Friday, September 26, 2014

Get Your Tickets Now for the "Good Riddance" Tour

This past week, the entertainment world witnessed the conclusion of the most massive odyssey of over-the-hill talent since the Eagles staged their "Hell Freezes Over" tour. By all accounts, the finale of Derek Jeter's career was a success. Shortly after Jeter singled in the game-winning run in the ninth inning of his last game at Yankee Stadium, Pope Francis announced that this feat qualified as one of three miracles needed for official canonization of the fading shortstop as "Saint Derek."

It is anticipated that Jeter's feat of playing more than 2,700 major league games without being ejected will soon be recognized as a second miracle, leaving him only one shy of the sainthood already conferred upon him by the media, social media, and normally reticent fans of the New York Yankees. The year-long deification of one baseball player was carefully orchestrated by the team, which sacrificed its chances for customary post-season success by keeping Jeter in the everyday lineup and the vital #2 position in the batting order despite a level of performance which qualified him for the major league title in WBR (wins below replacement player).

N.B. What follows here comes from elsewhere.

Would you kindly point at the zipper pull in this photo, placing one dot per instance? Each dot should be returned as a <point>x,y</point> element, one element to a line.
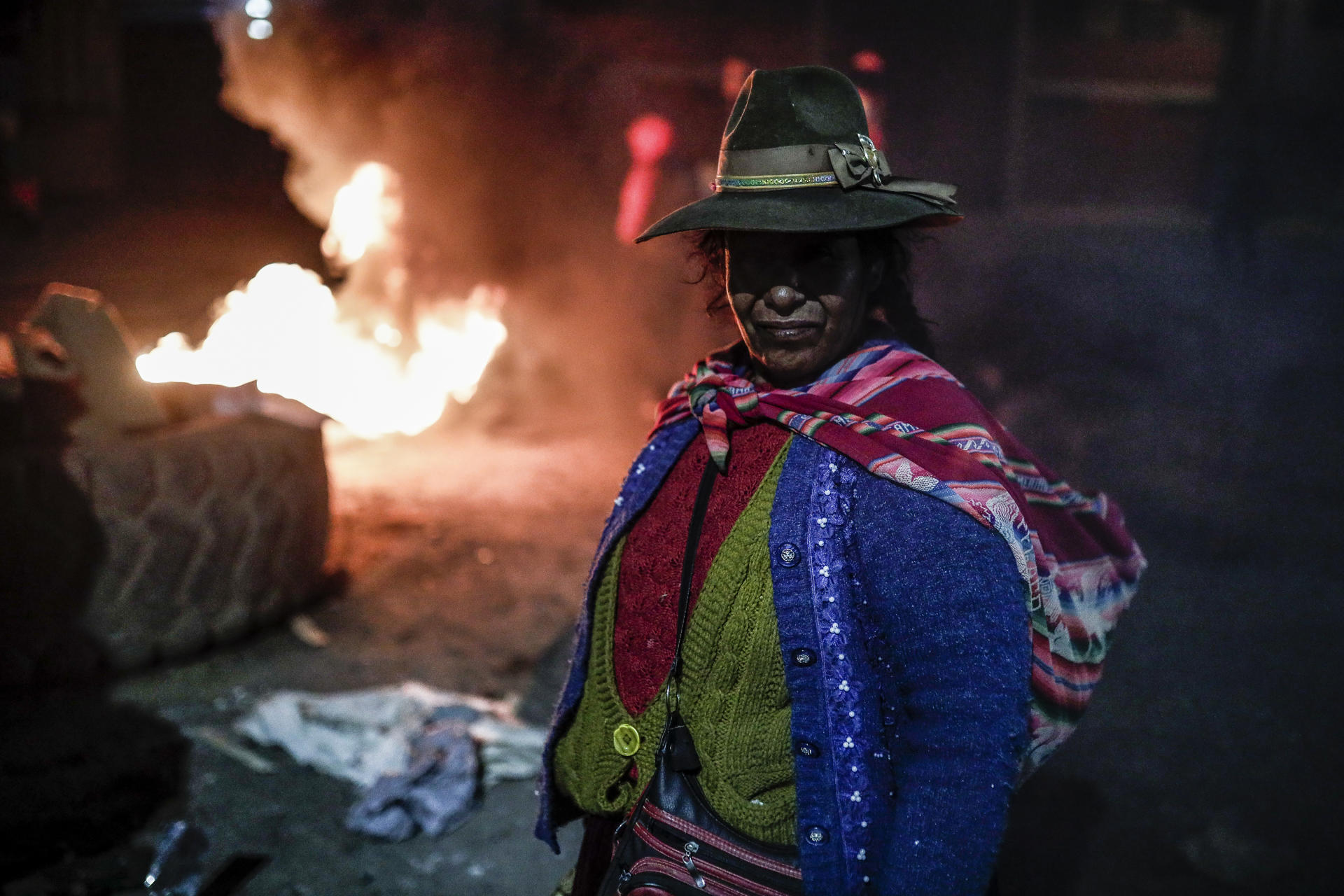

The Jeter tour involved ostentatious ceremonies in every ballpark he visited for the last time. He was showered with praise and presents, and extolled for his manly virtues in addition to his former talents on the field. Pundits posed the premise that he was (A) the greatest shortstop ever; (B) the greatest Yankee ever; and/or (C) the greatest human being ever. This continuous adoration had been denied previous Bronx Bombers greats such as Mickey Mantle and Joe DiMaggio, who both announced their retirement after final subpar seasons; Babe Ruth, who was unceremoniously dumped after hitting just 22 home runs in 1934; and Lou Gehrig, who quit abruptly when stricken by a fatal disease.

A modest dress rehearsal for the Jeter tour was held the previous season, when Mariano Rivera experienced a similar succession of farewell ceremonies. The glorification was ramped up in 2014 for Jeter, and many media observers have been wondering how the Yankees could possibly build on the momentum of the back-to-back baseball bacchanals.

Thus there was little surprise last night when the Yankees announced plans for a third consecutive season-long opportunity for fans across the country to express their deeply felt feelings for a long-time Yankees celebrity. While Jeter was taking his final at-bat at Fenway Park, where he has often been forced to swallow his pride, Yankees vice-president Yogi Steinbrenner addressed the two New York newspaper men who lost a bet and were unable to make the trip to Boston.

"In 2015 we will be bringing back Alex Rodriguez to play shortstop," the announcement began. "It will be his final season in the majors, so we'll be putting together what we're calling the 'Good Riddance' tour. It will be our version of the popular show 'Let's Make a Deal.' Alex is all about making deals, whether it's with general managers, agents, commissioners, or steroids suppliers. As you know, we've made every effort to avoid going through with the rest of that ridiculous deal he made when he came here. Well, this is the deal we've made with him, if he wants to come back for one more year.

"Remember how on that show, you might win a car but you might also get stuck with a 'zonk'? Well, in each city Alex visits for the last time, he'll get zonked. Teams are invited to give him the tackiest, most worthless gifts they can concoct. The more offensive, the better. We're already working on plans for his Yankee Stadium finale. Our head groundskeeper is busy mapping out a 'GOOD RIDDANCE' design to be mowed into the outfield grass behind shortstop. I don't want to give away too much now, but we've begun negotiations with some guys over in Jersey on a 'contract' you'll have to see in person to believe.

"Each final stop on the road will begin with a press conference during which Alex will be bound and gagged and forced to every local smart-ass reporter tell him off. He'll be confined to the clubhouse during pre-game practice, so he can make a grand entrance during the ceremonies. We think the fans will enjoy those tremendously as each team tries to unveil the most offensive tribute of the tour. For instance, we've heard that the teams in Texas, where they like to 'do things bigger,' will be giving him a 20-foot-long syringe. We also expect that he'll be presented with bags and bags full of hate mail from fans in each city. We're urging fans to get their tickets now--they won't want to miss this unique event in baseball history."

Yogi Steinbrenner shared one more item with the snickering reporters. "In honor of Jeter's retirement," he said, "and in anticipation of A-Rod's return to the middle infield, we are giving the shortstop position from Yankee Stadium to Jeter. Henceforth, that part of the infield will be a 10'x15' hole in the ground, which we hope and anticipate A-Rod will be able to fill perfectly."

Reached around 3 AM en route from one girlfriend's Manhattan apartment to another's, Rodriguez acknowledged his legal obligations according to the latest revision of his latest deal. He promised to perform at a higher level than Jeter did in his swan song. "I'm guaranteeing at least six home runs and a .630 OPS, and I pledge to reach at least four ground balls hit to my left," he said, then laughed. "I'm kidding. It doesn't matter how I play. Just give me my money and I'll go away forever. Good riddance to you, too, Baseball."